Let's suppose that Attorney General John Ashcroft implemented a program whereby Americans would tip off Homeland Security whenever they saw someone suspicious. If you saw someone who looked like a fanatic, you would be encouraged to report them to an anonymous hotline. What would a big-city newspaper like the San Jose Mercury News think of that? You could probably hear the cries of outrage from your home with the windows shut.
Or let's suppose the recording industry encouraged people to report on their friends and neighbors who might be downloading music illegally. See a guy at the computer store with a hundred blank CD's? Call a tip line! I don't think the Merc would think much of that either.
But when citizens are asked to snitch on tax scofflaws -- thus benefitting not national security or corporations but rather the coffers of the Western hemisphere's third-largest welfare state -- then the Merc twirls its hair and applies fresh lipstick
Six officers searched parking lots at college campuses
SACRAMENTO - The California Highway Patrol has started a major crackdown on state residents illegally driving vehicles with out-of-state plates.
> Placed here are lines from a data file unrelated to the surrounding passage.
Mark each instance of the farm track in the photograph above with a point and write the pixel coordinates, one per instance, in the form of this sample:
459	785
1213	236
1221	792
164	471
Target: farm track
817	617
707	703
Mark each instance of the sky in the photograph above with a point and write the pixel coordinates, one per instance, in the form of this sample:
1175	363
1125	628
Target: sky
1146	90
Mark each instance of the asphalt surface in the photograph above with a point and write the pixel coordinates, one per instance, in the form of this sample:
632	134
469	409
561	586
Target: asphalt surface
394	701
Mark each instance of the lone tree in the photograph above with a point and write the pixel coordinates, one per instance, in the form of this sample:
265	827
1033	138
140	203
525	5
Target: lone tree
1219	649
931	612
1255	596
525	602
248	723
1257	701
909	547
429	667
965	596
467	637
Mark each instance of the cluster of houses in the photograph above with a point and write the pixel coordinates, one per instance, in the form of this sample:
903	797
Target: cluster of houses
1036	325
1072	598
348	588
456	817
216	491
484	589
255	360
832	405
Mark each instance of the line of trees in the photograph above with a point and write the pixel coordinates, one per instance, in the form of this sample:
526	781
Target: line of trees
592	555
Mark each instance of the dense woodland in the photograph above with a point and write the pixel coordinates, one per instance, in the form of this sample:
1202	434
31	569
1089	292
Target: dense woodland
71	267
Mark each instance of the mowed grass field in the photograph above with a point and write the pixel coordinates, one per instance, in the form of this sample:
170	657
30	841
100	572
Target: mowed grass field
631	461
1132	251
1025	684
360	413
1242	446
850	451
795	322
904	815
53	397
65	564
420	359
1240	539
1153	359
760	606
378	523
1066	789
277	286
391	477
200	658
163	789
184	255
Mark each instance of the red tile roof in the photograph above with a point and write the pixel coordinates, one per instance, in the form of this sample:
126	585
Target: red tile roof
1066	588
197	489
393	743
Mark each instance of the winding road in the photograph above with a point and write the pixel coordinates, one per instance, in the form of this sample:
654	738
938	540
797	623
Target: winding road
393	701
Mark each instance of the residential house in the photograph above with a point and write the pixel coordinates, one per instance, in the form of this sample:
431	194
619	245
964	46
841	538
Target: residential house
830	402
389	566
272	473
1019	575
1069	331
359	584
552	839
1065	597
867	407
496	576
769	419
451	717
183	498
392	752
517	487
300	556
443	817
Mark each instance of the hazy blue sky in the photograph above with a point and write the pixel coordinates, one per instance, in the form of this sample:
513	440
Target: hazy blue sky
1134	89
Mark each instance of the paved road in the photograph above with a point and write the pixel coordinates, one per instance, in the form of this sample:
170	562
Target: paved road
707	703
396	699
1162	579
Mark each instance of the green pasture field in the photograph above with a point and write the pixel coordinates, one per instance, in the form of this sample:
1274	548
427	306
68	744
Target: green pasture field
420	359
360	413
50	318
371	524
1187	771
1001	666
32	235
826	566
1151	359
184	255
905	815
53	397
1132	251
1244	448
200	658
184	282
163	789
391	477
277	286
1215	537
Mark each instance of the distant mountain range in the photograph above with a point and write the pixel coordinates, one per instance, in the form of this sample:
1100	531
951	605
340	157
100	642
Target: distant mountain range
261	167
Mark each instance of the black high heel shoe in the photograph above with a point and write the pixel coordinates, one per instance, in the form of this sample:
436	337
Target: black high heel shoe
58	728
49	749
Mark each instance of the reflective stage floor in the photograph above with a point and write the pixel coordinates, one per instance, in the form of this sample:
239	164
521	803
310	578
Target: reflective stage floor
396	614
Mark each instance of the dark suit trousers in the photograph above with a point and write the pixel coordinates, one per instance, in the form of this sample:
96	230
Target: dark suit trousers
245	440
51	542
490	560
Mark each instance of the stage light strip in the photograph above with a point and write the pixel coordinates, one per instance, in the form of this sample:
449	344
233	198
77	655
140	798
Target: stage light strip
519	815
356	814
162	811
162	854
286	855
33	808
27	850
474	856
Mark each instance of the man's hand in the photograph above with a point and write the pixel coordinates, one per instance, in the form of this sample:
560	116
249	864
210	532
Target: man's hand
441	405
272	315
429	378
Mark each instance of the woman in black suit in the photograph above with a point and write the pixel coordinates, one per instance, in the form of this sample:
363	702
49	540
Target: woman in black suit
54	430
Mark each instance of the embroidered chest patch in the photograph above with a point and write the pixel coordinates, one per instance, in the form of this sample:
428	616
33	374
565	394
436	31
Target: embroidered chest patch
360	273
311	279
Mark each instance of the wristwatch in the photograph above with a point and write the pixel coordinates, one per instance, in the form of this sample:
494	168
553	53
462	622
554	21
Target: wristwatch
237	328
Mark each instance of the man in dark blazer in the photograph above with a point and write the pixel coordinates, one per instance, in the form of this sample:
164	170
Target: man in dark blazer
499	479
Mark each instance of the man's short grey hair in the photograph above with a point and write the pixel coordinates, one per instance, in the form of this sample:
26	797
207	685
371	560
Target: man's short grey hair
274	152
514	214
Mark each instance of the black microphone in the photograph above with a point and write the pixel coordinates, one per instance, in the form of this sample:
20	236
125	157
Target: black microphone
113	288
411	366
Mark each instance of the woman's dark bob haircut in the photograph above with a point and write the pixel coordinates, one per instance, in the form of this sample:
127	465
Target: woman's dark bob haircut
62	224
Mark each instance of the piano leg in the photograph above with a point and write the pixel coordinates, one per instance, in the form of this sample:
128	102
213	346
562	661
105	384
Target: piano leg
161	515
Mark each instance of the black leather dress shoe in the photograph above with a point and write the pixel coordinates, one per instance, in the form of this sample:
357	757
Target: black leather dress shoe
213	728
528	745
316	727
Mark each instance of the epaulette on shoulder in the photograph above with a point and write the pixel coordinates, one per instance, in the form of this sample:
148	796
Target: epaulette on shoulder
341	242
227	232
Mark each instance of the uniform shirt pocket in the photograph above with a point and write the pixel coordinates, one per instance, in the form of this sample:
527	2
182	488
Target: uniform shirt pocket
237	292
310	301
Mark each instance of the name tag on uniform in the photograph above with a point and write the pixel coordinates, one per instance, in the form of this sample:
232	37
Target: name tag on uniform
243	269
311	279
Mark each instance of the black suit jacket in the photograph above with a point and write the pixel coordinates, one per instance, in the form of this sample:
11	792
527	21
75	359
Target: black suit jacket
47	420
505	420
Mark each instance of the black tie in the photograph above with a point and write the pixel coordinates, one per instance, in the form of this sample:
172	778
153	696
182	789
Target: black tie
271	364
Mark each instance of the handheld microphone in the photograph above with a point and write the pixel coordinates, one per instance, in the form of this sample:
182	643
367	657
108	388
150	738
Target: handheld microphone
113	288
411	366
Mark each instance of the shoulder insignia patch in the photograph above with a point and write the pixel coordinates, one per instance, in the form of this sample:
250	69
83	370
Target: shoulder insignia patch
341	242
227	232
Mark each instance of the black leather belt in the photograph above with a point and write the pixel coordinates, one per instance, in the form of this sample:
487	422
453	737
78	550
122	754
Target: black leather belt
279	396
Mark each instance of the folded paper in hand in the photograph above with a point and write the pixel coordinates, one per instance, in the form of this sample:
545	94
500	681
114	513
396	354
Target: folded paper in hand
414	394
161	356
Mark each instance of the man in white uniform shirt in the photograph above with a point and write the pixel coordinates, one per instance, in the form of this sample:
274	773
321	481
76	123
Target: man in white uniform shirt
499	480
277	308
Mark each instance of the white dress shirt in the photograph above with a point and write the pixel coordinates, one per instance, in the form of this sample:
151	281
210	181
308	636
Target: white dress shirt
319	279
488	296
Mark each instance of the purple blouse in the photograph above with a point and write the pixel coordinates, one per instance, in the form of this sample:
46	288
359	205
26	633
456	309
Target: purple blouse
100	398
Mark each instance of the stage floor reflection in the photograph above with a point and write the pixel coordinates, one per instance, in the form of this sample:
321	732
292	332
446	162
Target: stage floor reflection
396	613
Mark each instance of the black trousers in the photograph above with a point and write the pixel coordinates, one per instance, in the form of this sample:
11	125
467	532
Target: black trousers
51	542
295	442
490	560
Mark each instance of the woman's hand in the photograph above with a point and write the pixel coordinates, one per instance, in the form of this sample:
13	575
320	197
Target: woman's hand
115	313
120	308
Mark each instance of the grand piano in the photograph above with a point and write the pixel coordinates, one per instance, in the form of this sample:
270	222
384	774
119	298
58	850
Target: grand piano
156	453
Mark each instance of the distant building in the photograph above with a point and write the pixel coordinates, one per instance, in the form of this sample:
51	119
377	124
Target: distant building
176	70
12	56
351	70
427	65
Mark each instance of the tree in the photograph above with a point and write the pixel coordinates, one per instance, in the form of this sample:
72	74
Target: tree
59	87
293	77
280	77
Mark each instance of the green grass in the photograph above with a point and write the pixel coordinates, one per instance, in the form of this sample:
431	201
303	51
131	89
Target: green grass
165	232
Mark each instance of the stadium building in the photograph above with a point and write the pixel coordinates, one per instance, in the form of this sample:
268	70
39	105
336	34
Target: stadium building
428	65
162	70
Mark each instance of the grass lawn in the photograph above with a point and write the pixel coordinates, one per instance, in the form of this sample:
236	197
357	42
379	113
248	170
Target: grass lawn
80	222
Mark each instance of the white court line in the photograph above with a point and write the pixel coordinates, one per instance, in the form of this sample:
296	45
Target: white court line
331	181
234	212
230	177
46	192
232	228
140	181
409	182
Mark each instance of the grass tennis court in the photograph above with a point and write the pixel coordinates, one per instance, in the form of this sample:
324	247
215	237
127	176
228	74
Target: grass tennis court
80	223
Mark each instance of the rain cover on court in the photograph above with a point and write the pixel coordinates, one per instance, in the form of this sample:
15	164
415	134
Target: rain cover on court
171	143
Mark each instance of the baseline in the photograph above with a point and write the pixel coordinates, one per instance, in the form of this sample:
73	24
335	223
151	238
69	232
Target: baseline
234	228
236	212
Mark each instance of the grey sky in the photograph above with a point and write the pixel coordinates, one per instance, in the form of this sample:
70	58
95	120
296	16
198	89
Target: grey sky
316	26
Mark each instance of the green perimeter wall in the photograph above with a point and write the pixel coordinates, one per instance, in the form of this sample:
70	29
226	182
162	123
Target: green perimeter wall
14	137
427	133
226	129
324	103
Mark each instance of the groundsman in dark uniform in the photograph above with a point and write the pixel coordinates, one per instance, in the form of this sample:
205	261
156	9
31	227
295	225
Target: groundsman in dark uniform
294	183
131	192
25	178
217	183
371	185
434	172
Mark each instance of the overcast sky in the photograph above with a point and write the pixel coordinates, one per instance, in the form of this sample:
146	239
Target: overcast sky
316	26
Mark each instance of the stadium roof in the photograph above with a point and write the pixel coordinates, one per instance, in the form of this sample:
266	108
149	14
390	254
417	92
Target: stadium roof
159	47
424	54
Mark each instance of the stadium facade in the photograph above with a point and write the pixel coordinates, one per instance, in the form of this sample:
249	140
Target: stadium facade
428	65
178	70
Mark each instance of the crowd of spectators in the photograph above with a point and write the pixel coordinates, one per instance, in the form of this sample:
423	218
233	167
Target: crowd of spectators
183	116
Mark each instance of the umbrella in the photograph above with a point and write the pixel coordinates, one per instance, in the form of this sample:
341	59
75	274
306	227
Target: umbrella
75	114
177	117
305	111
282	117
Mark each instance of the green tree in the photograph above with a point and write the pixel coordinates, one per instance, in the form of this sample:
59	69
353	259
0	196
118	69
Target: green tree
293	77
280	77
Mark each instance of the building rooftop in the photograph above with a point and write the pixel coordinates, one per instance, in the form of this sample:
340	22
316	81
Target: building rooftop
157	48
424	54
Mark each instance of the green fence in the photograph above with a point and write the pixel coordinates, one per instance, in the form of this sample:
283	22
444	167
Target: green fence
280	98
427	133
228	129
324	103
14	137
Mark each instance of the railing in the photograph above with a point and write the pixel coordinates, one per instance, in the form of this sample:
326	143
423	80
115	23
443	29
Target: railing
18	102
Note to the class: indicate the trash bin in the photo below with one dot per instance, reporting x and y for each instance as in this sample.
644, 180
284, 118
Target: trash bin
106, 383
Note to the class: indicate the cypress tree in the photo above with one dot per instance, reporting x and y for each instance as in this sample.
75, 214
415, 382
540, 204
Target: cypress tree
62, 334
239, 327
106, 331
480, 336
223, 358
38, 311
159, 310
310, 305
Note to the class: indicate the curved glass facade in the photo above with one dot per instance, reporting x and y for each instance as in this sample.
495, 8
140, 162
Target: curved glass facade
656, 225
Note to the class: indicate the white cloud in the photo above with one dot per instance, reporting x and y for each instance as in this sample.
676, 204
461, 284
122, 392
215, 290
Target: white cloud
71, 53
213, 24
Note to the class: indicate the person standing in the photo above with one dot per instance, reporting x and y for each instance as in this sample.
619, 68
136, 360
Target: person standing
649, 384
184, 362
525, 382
The agency officially kicks off its license plate sting Tuesday, asking motorists to jot down suspicious tags and enter them into an anonymous CHP Web site. Commissioner D.O. "Spike" Helmick estimated the state could bring in up to $10 million in additional revenue if the project succeeds.
An earlier enforcement crackdown at CHP's South Sacramento office netted nearly $575,000, said Officer David Costantini. Six officers searched parking lots at shopping centers, apartment complexes and college campuses for out-of-state plates.
"Everybody got excited about it. Even the secretaries are writing down plates," said Helmick, who said he typically jots down three or four suspicious plates during his morning commute.
. If the FBI were to poke and pry at college students' cars, the Mercury News would call for California to secede from the union. Repeat after me: There is no liberal media bias.